The city does an assessment, that is purely for taxation purposes, you’ve already done an episode on that, you interviewed Kathy, she talked about how it’s the value as of the year prior, basically that determines the value using mass appraisal techniques, to tax property taxes.

The third is what we specialize in, which is and appraisal, which is also called valuations, and ours are certified and they’re used for the banks, if you’re financing an you’re purchasing a property, they’re used by courts, estates, divorce, you’re transferring, anything where you need to know the exact number and there’s a signature and a seal behind it.

Mark – So in a regular real estate transaction, at what point does an appraisal come in?

Sid – Basically what happens in a lot of cases, is the purchaser will make a purchase agreement, and they will make it subject to financing, the bank will then hire an appraiser to do determine what the value of property is, to make sure there is enough collateral there and that the purchase price is accurate. Now what I recommend is the earlier in the process, the better. So if you’re selling your property, get the appraisal done, then you know what the value is, you know what you’re marketing at, and you can sell it in a reasonable amount of time. And you eliminate the tire kickers, because you can say, here’s what the property’s worth, and then it eliminates a whole bunch of guessing, and you know you’re getting your top dollar. As you move later in the process, if you’re a purchaser, and you order the appraisal, if it comes in higher, you don’t need to disclose that, you can use that to your advantage, if it comes in lower, you can use it as a negotiation tactic.
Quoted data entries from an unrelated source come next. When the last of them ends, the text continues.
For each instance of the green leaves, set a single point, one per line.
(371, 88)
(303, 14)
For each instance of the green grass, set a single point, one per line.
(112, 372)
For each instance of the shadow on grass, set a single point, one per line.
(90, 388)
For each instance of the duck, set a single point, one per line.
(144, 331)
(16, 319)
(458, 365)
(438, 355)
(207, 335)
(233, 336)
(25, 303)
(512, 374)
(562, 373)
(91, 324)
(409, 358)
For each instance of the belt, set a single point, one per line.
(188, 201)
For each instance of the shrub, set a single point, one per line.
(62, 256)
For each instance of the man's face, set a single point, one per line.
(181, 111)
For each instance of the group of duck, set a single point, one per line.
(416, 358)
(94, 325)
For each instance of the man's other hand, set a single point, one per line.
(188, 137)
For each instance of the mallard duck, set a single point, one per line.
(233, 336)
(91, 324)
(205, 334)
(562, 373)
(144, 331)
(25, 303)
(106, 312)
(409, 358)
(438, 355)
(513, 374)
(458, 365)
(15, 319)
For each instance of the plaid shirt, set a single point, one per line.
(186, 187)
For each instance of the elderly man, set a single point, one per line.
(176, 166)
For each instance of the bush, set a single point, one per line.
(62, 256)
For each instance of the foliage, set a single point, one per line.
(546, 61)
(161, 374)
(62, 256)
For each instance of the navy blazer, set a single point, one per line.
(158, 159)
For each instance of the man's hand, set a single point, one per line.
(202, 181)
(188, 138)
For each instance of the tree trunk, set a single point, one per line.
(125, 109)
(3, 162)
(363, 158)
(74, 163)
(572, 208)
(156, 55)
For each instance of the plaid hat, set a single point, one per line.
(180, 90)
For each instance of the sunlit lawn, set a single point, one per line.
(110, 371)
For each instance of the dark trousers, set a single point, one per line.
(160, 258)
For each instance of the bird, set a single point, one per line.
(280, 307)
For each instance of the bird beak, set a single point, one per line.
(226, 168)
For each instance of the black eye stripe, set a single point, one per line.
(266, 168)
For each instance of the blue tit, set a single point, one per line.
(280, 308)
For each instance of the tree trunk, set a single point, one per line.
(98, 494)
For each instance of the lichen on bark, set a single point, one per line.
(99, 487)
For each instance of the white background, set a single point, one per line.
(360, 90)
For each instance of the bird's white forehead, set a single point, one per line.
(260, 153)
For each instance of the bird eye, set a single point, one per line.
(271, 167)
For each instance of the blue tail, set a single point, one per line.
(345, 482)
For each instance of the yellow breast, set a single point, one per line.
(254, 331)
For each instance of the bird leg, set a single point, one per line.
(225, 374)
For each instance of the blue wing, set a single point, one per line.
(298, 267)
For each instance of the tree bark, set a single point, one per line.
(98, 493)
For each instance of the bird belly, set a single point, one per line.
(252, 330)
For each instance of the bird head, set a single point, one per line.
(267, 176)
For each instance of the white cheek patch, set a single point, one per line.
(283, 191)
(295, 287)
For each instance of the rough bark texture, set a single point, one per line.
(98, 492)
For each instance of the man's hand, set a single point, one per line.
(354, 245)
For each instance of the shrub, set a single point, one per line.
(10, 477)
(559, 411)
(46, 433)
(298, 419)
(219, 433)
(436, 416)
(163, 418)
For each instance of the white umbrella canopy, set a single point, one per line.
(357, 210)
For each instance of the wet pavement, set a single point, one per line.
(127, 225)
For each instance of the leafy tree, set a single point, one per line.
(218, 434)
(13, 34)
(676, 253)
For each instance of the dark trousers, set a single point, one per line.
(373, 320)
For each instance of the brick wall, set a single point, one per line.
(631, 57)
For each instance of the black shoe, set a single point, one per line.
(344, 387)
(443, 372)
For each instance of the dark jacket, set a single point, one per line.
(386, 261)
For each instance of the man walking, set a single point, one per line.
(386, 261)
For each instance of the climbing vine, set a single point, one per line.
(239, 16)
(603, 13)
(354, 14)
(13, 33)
Mark – so I have $30,000 to spend, so I want to spend it on my house, so how should I spend it, do I want redo the basement, or do I want to redo my kitchen – or how or where – for the best return on the money I put in?

Sid – so every property is unique, so we do is, we walk into a home normally, we offer it as a service, and we look at the home. So an example is if the kitchen cabinets are in really good shape, but they just need a coat of paint, it’s cheap, we recommend doing stuff like that. Now if the cabinets or the carpets are hideous, then that could be a really good return on investment, then you put something in, then you also want to think is this something where I’m looking for wear and tear and it’s a rental property, or is this something where I’m in a higher end house and you want some nice counter tops… when a person walks in, that first 30 seconds you want to really grab them. So kitchens, bathrooms, but you can spend a lot of money on a kitchen or a bathroom so you want to be careful and make sure it’s money well spent.

Mark – so say I have a client, and my client says, my paint doesn’t look that great, but I’m going to paint it after, because what if I paint it white or something, and then the buyer doesn’t want it white, maybe they want it blue or something like that, so carpet, same kind of thing, the carpets kind of rough, but you know what, they’re just going to replace it when the buyer actually makes the offer, is that the best approach, or what do you think?

Sid – It can be, you want the property to be as marketable as possible. So if it’s really bad, and it doesn’t cost a lot of money, clean it up, fix it, make the property show well, you’re competing against… we’re in a market place right now where there’s lots to choose from, You want to make your property stand out, you want to make it pop, so it might be hiring someone to come and deal with some areas, it might be replacing some flooring, but you want to make it marketable without spending a huge dollar.